そのあたりのことは一定の環境の下の過去の経験でしかなく、変化の激しい
今となれば経験も役立ちにくい。

営業日報のことにも触れている。

営業マンが営業日報を書く意義はなんだろうか?
営業マンは1日の営業活動について、会社に戻って営業日報を1時間ぐらい
かけて書いてそれを提出する。その内容は直属の上司が見るために、当たり
障りのないことを書き、そして「次はがんばるぞ」という精神論に陥ってし
まう。上司の上の部長や社長は会社全体を把握しようとしても、たくさんの
文書を読むことはできないので、たんなる読まれない情報の山となるだけで
ある。

実は私はLotus Notesというグループウェアを企業に導入するという仕事を
していたので、その責任を感じている。仕事柄、グループウェアはいいよ、
情報を共有できるよと売り込んでいたので、本当に申し訳なく思います。

薦めたグループウェアが企業でうまく活用できたかというと、本当のところ
自信が無い。ただIBM自身は、Lotus Notesが活用できていたと思います。
Lotus Notesというシステムは、コンピューターのことに詳しい人にとって
はよくできたシステムであった。データベースを自分でつくって、好きなよ
うにビューやフォームができた。ビューというのは、情報の一覧である。
フォームはデータベースの入力項目である。
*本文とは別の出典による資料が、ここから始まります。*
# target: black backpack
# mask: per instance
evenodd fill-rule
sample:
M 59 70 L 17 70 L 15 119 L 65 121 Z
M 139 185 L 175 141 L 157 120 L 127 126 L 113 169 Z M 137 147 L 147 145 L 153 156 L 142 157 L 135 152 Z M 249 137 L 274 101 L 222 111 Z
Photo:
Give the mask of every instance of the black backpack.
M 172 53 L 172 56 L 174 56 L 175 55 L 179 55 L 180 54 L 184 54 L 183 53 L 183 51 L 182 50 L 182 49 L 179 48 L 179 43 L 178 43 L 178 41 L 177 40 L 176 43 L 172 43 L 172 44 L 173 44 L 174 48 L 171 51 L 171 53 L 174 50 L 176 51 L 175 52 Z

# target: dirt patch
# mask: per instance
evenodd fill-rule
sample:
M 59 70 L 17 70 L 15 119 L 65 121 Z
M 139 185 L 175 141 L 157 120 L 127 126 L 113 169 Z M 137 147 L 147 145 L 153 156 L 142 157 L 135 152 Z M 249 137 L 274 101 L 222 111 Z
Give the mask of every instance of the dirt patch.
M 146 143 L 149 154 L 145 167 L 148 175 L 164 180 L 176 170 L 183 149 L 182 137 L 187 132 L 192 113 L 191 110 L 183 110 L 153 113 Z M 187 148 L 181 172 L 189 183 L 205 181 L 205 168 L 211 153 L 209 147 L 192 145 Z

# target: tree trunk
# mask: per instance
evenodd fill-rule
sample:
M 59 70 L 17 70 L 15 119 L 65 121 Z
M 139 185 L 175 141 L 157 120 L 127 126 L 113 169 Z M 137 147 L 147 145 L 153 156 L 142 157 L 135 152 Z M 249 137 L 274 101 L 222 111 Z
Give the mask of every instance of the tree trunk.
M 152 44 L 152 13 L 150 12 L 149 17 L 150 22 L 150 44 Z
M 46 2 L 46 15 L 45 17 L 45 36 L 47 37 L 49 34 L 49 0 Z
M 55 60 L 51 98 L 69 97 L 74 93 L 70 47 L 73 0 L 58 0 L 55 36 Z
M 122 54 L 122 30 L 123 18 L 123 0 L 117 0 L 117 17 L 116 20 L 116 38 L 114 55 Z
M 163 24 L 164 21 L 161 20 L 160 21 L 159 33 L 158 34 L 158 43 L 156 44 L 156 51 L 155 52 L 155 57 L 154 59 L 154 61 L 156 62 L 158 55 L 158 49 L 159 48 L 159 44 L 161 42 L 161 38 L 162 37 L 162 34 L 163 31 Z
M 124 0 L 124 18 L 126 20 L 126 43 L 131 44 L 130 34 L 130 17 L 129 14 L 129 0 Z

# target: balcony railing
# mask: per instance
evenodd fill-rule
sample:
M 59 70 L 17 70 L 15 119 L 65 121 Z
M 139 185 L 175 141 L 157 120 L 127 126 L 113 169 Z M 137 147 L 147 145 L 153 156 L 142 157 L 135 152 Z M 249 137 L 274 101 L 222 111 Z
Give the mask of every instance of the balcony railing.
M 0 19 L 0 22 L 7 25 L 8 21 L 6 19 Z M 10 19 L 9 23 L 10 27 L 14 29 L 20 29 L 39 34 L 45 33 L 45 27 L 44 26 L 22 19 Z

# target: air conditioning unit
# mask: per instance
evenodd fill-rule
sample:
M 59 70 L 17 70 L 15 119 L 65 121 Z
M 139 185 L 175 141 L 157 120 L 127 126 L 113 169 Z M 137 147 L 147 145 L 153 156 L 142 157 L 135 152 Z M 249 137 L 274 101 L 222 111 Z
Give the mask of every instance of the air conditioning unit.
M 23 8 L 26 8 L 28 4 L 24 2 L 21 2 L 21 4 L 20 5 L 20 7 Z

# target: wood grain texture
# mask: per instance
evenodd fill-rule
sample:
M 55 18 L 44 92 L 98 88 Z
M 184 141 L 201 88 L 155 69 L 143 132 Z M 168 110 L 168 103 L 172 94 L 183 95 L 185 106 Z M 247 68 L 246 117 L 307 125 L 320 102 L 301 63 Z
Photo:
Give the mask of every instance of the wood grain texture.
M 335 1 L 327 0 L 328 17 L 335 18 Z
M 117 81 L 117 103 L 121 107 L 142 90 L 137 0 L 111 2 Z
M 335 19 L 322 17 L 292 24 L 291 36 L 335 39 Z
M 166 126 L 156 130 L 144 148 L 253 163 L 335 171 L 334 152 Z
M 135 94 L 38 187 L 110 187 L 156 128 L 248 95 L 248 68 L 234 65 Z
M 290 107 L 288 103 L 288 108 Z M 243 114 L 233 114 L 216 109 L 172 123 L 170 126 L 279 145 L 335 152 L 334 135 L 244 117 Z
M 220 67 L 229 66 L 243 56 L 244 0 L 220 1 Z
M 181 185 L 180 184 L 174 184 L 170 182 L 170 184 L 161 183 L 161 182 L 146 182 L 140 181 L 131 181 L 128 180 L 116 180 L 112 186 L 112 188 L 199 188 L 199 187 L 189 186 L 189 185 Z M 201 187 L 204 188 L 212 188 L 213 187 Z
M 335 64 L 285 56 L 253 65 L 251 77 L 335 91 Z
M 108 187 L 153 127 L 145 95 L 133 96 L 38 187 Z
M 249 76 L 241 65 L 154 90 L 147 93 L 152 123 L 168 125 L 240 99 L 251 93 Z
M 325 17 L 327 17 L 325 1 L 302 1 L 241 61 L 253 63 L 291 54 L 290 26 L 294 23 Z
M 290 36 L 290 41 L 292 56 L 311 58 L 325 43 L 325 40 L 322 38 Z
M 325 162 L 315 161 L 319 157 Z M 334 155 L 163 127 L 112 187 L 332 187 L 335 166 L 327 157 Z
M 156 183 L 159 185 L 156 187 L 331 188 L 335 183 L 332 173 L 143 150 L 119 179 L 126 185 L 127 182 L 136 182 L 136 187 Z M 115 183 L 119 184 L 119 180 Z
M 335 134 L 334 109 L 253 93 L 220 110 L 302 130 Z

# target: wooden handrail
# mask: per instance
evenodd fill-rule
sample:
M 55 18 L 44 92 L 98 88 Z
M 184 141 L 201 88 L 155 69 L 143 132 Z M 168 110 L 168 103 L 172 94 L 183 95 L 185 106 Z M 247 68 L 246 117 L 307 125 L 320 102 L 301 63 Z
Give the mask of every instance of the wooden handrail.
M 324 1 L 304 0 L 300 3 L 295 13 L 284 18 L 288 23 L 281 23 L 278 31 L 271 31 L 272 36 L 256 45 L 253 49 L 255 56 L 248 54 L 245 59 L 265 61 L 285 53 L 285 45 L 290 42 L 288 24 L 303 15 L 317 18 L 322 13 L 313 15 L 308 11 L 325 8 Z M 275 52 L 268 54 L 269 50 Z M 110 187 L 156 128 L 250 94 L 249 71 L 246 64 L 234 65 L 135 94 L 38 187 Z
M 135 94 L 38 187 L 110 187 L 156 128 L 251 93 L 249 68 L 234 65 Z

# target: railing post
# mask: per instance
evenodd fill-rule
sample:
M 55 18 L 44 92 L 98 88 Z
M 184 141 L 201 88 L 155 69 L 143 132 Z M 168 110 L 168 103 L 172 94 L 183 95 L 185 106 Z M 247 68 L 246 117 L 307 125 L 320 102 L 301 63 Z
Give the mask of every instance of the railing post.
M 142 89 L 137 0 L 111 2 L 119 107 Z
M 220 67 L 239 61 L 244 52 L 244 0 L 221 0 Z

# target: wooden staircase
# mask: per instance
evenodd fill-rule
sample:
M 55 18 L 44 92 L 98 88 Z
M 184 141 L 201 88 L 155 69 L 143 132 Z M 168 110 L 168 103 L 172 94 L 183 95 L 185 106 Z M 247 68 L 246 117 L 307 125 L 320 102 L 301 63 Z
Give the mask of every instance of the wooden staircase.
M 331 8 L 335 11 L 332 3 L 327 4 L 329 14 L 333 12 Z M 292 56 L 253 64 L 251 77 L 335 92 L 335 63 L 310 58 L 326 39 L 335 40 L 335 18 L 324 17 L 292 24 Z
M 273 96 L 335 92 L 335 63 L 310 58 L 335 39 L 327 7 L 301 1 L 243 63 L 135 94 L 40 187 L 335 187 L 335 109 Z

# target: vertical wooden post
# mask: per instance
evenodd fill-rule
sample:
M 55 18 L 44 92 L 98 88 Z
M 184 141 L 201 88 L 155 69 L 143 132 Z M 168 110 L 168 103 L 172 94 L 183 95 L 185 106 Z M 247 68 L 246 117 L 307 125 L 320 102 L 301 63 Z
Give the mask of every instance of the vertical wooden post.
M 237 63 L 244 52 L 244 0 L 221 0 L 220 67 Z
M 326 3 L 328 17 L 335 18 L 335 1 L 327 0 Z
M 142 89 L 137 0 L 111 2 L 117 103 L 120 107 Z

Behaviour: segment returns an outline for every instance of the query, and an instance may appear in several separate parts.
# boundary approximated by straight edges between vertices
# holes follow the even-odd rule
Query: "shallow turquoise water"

会社のデータベースでも自分な
りにカスタマイズできたからである。

しかしこんなことができるのは、普通の会社には数人しかいない。
普通の人はまずできない。普通の社員は会社の提供したシステムをそのまま
使うだけで、使い方を覚えるのも大変であった。社員全員が、データベース
を作る方法を学べれたらいいのにと思ったが、そんな費用も時間も与えられ
ていない。

私はLotus Notesの導入だけでなく、アプリケーションとしてその会社専用
の営業日報のデータベースを作らせていただいた。お客さまはこういったも
のも、「ほんとうならばi-modeなどでできるといいのに」と言ってくれた
が、当時はそんな技術がなかった。今だったら間接的にそういうことが可能
だと思う。今開発中のプログラムもそういったことが実現できると思う。

そのときの仕事はきちんと後始末ができず本当に申し訳なかったと今でも
思っている。今になって申し訳ないが、もしできたらこれから作っていくソ
フトウェアで間接的にそれが実現できたらいいなと思います。

まずはソフトウェアの完成に近づけていかないといけない。